TEKRAR İLME YÖNELMESİ
Bu olaydan sonra Bağdat`ta ikamet etmeye devam eden İmam-ı Şafii, Muhammed Bin Hasan`ın evinde kalıp onun kitaplarını bizzat kendisinden ders almıştır. Bağdat âlimleri ile ilmi münazaralar yapmış, İmam-ı Azam`ın talebesi İmam-ı Muhammed`den ders alıp istifade etmiş, hem Hicaz fıkhını hem de Irak fıkhını öğrenmiştir.
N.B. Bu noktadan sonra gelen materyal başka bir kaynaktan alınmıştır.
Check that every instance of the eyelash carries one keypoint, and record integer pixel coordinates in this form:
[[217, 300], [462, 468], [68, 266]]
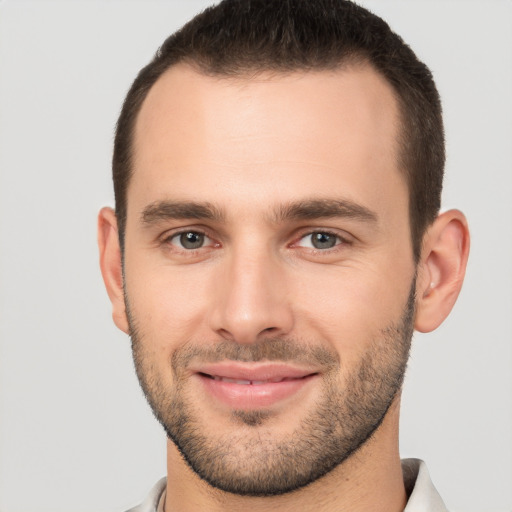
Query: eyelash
[[340, 241]]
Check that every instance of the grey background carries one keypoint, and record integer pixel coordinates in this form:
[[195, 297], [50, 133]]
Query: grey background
[[75, 431]]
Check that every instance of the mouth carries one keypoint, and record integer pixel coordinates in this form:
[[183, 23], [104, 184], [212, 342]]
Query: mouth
[[254, 385], [246, 382]]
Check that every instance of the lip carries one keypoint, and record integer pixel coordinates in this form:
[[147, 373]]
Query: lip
[[253, 385]]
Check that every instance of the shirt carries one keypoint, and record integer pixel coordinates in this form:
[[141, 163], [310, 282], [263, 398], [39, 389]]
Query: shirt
[[423, 496]]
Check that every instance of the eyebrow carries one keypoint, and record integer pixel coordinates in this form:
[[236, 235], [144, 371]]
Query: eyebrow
[[299, 210], [165, 210], [325, 208]]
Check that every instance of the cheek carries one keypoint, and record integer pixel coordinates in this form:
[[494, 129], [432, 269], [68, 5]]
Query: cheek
[[167, 303], [349, 307]]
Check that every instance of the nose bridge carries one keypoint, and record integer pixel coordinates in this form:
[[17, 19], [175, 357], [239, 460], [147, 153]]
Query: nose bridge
[[252, 300]]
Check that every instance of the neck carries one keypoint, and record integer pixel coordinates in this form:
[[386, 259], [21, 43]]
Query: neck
[[369, 481]]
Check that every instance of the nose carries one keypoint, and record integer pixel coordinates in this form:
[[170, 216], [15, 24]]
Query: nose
[[251, 298]]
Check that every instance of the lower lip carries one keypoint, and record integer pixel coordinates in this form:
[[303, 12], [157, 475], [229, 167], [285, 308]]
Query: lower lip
[[253, 396]]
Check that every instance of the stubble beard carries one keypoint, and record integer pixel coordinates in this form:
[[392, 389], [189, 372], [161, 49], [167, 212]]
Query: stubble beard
[[251, 460]]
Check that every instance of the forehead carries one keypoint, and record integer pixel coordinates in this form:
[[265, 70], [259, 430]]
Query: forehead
[[271, 134]]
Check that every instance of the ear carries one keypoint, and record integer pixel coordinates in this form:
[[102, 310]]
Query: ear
[[111, 266], [441, 269]]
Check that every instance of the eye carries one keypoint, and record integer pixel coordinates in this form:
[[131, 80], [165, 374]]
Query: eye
[[320, 240], [190, 240]]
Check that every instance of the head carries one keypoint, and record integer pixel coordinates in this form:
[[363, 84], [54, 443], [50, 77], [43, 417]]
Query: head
[[276, 239], [242, 38]]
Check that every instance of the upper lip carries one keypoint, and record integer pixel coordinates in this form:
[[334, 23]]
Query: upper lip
[[254, 371]]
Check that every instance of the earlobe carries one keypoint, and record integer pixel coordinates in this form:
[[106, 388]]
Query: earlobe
[[441, 269], [111, 265]]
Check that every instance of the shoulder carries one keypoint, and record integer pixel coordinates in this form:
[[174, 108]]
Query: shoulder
[[150, 504]]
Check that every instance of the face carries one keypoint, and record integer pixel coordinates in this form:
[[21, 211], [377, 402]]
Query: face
[[269, 277]]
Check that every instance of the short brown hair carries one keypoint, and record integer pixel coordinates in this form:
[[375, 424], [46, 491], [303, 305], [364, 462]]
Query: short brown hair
[[238, 37]]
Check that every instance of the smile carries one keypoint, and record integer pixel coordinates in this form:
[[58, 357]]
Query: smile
[[251, 382], [253, 385]]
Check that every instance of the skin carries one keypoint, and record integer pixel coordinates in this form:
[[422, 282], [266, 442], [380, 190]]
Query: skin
[[251, 147]]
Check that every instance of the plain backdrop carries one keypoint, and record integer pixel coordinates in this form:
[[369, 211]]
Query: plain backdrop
[[75, 432]]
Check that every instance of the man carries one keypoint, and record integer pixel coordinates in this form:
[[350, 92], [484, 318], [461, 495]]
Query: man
[[276, 240]]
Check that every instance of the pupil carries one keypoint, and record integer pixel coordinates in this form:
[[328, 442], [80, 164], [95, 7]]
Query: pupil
[[191, 240], [323, 240]]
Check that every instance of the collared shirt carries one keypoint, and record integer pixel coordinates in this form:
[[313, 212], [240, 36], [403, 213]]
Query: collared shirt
[[423, 496]]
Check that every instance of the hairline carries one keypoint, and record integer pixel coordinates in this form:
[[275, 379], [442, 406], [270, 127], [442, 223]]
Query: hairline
[[357, 59]]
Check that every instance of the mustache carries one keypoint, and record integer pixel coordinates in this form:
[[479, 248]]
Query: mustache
[[269, 349]]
Irak`ta kaldığı dönemde İmam Muhammed`den çok istifade ettiğini İmam-ı Şafii`nin kendisi de belirtmiş, hatta onu manevi babası olarak görmüştür.
İmam Şafii, Irak fıkhını iyice öğrendikten sonra, Hicaz`a gitmiş uzun bir müddet burada kaldıktan sonra tekrar Bağdat`a yerleşmiş, bu sıralarda başta İmam Ahmed Bin Hanbel, İshak Bin Raheveyh olmak üzere, Hicaz, Irak ve Mısır`da yüzlerce kişiye ders vermiştir.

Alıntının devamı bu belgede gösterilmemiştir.